B.J. Soloy


EntelechyNebraska 

House cat on the highway, I know you’re dead,

but had you just started your way across

 

or were you almost there? It makes all the difference to me.

 

My birthday’s closing in, again, & I just want to look again 

like Harvey Keitel in 1973 & sing like Dolly Parton at age 71,

on the evening of Loretta Lynn’s stroke.

 

I’m wearing a white sleeveless t 

& an unbuttoned Nudie Cohn suit top

& saddle shoes & no socks

 

& a broken nose & a tooth chipped

by an ex’s right jab. Dance with me.

 

There’s my curved spine, growing toward the screen,

the progenitor of whatever this is, the official sponsor

of weekday loneliness. 

 

Voice-over explains the context that the image just can’t

carry & the director is too scared to cut. I don’t see it.

 

I want it to look again like it does in all of your first family

photographs, era announced by the home décor & haircuts. 

I’m aging as I watch this. I’m closer to death than birth, even

 

if I accept Jesus Christ as my personal doula. 

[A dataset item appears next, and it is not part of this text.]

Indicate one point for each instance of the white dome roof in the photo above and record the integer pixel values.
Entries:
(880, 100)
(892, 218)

Instead, I flip through the box & await your birth. Give me something

 

in a 1977. Announce it with wood paneling & hair

so thoroughly brushed that it’ll need to be corrected

 

with a decade’s worth of perms. I’ll just sit down

on the tile floor & wait for the screaming.

 

The Answer

This child-sized raccoon just casually scaled that entire maple,

slow as a professional sunset.

 

Mallick light gets sleepy, gets sticky, & congeals.

 

Minnesota is not the answer. There’s no way lakes lie 

like that lake lies nightly. Awake & alone, 

 

I’m sitting here sleepy as a Kennedy on Nantucket,

 

waves groping at the nearest shore. 13,314 twilights

not the answer. That sound in the increasing darkness

 

over there is sleep spreading out & checking its net—

or a grazed deer limping—or a set piece falling.

 

Spotlights, oncoming headlights, not the answer.

This is a song called “Oncoming Headlights 

 

Are Not the Answer.” This is the song I sing

until it’s over. Until it’s done. Until it’s sung. Until the crash.